Spring is right around the corner!

A return to longer light and sunnier days fills us with that fresh-start feeling! It’s the perfect time to give your home a new shine.

If you haven’t tried making your own natural cleaning products yet, there are so many good reasons to start! Essential oil cleaning products smell amazing, support your health, reduce your exposure to harsh, synthetic chemicals, and help protect the planet.

natural cleaning with essential oils

You can make natural cleaning recipes for every room in your house with just a few core essential oils and simple supplies you probably already have in your kitchen (like white vinegar, olive oil, baking soda, etc).

While many essential oils can help get rid of germs and microbes, we’ll make it easy by sharing our top 5 cleaning classics.

One great thing about these oils is that they’re versatile. An oil that can help clean your kitchen, can also work in your bathroom, to freshen your indoor air, and more. And they all work best when combined with tough germ-fighting ingredients like high-proof alcohol and Castile soap.

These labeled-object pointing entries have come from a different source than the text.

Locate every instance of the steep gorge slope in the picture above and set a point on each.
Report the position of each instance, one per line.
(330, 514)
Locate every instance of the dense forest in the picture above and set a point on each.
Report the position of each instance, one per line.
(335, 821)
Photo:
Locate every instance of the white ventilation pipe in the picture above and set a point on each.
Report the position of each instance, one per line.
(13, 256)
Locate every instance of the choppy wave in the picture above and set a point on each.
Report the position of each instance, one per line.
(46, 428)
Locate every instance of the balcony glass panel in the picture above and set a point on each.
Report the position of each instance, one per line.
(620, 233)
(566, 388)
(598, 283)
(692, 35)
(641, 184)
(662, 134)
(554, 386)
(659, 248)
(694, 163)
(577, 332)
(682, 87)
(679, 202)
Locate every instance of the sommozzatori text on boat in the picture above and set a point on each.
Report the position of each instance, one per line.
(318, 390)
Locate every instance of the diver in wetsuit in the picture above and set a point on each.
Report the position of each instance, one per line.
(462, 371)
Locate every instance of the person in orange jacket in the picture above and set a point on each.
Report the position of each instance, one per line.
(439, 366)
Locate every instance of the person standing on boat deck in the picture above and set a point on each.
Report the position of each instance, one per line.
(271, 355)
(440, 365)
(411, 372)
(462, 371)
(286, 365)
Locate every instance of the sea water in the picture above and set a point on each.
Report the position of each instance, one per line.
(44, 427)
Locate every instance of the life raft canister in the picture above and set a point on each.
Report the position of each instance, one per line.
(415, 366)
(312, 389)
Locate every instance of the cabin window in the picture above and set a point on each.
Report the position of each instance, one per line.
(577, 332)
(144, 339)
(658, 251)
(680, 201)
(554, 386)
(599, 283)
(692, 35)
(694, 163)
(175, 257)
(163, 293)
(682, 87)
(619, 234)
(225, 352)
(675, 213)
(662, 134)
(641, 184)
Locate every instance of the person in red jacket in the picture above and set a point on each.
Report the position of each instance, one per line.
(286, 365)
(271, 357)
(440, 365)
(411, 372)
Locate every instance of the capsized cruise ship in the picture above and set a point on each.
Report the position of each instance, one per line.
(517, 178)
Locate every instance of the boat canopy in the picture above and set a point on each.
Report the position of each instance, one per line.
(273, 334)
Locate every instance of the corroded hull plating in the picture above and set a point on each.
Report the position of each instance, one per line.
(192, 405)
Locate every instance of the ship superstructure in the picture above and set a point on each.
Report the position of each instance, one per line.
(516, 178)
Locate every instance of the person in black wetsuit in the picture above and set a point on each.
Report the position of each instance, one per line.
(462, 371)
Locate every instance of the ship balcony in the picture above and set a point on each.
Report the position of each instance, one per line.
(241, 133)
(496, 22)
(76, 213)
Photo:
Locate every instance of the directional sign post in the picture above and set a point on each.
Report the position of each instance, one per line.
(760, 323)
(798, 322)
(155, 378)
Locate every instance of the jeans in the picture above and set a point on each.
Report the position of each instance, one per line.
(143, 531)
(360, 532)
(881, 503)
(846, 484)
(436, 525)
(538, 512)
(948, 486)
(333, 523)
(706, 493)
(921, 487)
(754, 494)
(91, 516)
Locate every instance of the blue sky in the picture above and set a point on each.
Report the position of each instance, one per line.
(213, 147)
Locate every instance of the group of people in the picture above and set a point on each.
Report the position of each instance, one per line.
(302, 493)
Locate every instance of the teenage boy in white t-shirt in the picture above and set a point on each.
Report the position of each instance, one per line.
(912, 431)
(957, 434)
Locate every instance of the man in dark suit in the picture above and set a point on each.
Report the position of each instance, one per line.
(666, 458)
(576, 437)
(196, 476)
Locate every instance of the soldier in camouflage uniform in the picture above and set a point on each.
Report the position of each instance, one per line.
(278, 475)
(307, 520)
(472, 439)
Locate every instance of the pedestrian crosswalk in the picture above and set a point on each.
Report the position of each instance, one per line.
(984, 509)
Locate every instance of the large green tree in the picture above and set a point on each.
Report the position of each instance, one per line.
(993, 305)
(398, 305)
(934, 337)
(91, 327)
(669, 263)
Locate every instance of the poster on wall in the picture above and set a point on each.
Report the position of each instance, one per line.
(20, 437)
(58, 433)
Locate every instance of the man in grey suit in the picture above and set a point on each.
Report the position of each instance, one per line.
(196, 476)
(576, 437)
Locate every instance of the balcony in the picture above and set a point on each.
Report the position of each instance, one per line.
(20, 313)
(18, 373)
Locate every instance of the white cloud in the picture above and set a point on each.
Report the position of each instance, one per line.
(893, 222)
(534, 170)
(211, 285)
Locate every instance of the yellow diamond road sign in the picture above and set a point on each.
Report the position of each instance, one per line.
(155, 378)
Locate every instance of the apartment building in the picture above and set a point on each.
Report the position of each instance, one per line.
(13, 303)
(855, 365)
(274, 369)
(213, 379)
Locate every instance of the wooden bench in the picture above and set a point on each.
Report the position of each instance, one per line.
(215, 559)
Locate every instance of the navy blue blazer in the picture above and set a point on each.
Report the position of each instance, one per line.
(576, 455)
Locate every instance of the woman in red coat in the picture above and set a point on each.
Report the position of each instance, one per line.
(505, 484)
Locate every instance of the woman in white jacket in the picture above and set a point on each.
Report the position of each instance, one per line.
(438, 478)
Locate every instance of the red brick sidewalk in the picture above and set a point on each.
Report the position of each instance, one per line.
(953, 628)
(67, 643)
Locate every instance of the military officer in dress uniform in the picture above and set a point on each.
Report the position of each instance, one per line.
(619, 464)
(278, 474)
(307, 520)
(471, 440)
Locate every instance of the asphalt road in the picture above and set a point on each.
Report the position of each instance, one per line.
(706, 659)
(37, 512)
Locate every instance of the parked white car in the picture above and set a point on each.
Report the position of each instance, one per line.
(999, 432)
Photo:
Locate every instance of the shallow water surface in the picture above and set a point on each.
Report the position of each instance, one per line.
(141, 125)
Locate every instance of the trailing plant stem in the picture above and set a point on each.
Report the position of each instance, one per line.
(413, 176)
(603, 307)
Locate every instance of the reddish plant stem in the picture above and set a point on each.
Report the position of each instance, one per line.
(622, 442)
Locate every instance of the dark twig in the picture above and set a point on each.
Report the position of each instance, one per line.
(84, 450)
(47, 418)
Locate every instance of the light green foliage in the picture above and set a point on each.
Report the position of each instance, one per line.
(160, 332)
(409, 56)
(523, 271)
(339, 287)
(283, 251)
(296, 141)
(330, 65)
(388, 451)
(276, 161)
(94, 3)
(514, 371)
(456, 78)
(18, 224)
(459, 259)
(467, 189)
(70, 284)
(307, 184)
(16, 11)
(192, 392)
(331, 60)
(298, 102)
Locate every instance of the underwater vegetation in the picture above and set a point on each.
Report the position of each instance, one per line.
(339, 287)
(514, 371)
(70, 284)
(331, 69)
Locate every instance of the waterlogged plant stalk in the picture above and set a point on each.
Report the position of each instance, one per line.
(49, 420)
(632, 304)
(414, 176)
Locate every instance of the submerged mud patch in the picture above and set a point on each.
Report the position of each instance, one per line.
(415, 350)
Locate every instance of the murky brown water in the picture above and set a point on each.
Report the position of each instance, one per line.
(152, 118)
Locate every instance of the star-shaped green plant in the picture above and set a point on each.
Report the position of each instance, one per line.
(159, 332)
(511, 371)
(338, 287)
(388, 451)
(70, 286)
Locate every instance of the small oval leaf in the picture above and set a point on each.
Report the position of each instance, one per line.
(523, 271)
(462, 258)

What makes an essential oil good for cleaning?

natural cleaning with essential oils in a spray bottle

The right essential oil can have powerful properties that, when mixed with water, alcohol, or Castile soap, make it ideal for cleaning purposes. Even a few drops of some of our favorite essential oils have cleansing properties that can help to remove dirt, germs, and odors from surfaces. They also provide a pleasant scent that is much more subtle than cleaning supplies filled with harsh chemicals. When looking for essential oils for natural cleaning, it’s important to find one that has the properties you need for the job at hand—for example, if you’re trying to get rid of odors, use an essential oil with strong antibacterial properties.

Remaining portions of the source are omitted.